None of these bear markets were alike. McMillan recalls, there was a sense in the late 1990s that the dot.com bubble inevitably would burst. But between 2000 and 2002, unemployment rose modestly from 4 percent to 6 percent and most Americans outside of Silicon Valley continued about their lives with smaller portfolios but otherwise few changes. The September 11 terrorist attacks effected the national psyche to a greater degree.

In 2008, there was “a sense that everything was coming apart,” McMillan says. When the first TARP bill failed to pass Congress, there was pervasive despair that the problems were beyond the government’s ability to address.

“The government was physically flailing around because they had to do something,” McMillan says. “There was a sense they didn’t know what was going on.”

Ultimately, the public realized officials at the Federal Reserve Board and Treasury Department would be relentless in preventing the crisis from metastasizing. “It was similar to the 1930s. Once people sensed FDR was going to do something [throwing one program after another at the Depression], it didn’t matter,” McMillan says.

Glimmers of confidence began to reappear in March, 2009. Suspending mark-to-market accounting at the banks proved to be hugely helpful. As the dust settled, greed enjoyed a resurgence as investors realized how cheap equities were.

But the short-term lesson beyond investing revolved around an excessive reliance on government. People today assume “governments will do whatever it wants and whatever it takes,” McMillan says “We’ve now seen it in Europe and China.” The only thing that can prevent governments from rescuing the global economy is their own incompetence -- at least that’s how the subliminal message to the investing class is perceived.

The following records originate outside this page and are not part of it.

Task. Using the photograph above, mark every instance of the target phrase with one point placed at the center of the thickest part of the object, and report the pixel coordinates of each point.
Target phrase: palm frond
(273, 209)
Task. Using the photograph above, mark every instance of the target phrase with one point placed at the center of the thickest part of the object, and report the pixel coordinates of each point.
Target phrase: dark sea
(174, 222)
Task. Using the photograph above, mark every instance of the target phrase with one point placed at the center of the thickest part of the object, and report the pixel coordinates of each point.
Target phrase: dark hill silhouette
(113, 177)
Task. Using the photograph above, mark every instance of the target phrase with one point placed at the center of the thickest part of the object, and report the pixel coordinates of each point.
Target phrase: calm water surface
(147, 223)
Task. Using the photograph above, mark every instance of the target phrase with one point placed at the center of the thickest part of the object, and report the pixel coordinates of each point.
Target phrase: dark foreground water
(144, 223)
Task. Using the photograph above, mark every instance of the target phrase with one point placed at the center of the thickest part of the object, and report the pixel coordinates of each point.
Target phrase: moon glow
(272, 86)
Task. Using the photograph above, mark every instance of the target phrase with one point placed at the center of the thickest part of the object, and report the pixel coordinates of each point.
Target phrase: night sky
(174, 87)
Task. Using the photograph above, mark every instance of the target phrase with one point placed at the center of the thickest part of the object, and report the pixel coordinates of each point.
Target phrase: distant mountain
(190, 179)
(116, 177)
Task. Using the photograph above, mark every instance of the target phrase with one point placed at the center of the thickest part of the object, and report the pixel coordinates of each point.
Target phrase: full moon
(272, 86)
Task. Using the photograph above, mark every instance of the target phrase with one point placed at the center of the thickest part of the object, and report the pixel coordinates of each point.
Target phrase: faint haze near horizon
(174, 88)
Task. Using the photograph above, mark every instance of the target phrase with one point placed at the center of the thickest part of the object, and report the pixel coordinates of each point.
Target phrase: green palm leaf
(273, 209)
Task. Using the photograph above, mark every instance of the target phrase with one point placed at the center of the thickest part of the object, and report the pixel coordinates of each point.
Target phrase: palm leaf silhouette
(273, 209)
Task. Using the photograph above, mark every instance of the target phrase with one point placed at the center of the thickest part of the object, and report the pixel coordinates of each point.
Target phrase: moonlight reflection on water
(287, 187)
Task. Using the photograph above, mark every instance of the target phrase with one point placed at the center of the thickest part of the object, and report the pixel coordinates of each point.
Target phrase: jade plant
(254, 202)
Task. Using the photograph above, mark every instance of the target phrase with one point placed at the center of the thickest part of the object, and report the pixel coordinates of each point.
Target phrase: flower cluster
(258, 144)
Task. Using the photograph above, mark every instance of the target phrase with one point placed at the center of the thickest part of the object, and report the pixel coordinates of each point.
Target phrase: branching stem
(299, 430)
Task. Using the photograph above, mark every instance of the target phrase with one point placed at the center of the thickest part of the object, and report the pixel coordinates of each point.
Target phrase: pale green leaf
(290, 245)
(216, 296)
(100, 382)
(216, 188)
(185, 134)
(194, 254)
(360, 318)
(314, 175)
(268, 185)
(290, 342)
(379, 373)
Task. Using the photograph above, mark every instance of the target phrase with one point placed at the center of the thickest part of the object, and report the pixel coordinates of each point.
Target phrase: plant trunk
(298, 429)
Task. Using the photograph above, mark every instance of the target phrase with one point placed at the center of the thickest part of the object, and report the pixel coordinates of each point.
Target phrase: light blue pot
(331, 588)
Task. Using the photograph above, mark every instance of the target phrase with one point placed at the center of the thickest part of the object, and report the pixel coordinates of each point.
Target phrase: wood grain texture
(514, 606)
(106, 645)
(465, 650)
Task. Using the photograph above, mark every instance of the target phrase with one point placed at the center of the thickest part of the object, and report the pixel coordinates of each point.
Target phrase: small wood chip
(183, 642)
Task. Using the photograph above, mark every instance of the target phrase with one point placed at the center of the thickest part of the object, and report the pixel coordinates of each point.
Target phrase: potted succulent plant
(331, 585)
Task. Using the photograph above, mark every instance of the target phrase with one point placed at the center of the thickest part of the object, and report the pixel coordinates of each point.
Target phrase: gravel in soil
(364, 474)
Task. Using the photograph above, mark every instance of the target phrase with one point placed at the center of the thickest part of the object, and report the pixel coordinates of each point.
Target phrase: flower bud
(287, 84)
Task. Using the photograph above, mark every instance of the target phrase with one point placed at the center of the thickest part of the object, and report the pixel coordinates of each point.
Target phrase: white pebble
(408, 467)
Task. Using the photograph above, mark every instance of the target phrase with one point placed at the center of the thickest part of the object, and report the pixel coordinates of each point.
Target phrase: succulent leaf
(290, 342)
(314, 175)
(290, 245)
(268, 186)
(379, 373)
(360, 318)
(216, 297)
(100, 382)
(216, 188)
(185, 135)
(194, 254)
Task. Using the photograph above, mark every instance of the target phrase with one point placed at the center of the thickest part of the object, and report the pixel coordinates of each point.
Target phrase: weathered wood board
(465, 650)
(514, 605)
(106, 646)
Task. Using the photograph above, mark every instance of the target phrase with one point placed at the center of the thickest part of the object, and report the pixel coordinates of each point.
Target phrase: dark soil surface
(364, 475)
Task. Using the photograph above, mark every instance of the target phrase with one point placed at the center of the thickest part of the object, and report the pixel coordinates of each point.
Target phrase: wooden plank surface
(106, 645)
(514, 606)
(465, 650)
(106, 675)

That's a dangerous belief and not everyone shares it. Bailouts spawned a sense of outrage that sours our national conversations to this day. It gave way to the Tea Party on the right, and more recently, a rising Herbal Tea Party on the left.

Many people increasingly question the viability of fiat money (Bitcoin is just one concrete example), as well as the legality of the bailouts of financial firms that played central roles in creating the crisis. Among the financial establishment, JPMorgan just announced its own digital coin and others are likely to follow.

On the flip side, Modern Monetary Theory (MMT), which asserts it doesn’t matter how much money a central bank prints as long as it controls its own currency, is gaining popularity. MMT is widely seen as "garbage" by the Wall Street establishment but that same establishment no longer has the credibility it once did on Main Street.

In today’s political climate, how many people really think another Wall Street bailout could win support from Congress and a polarized American public?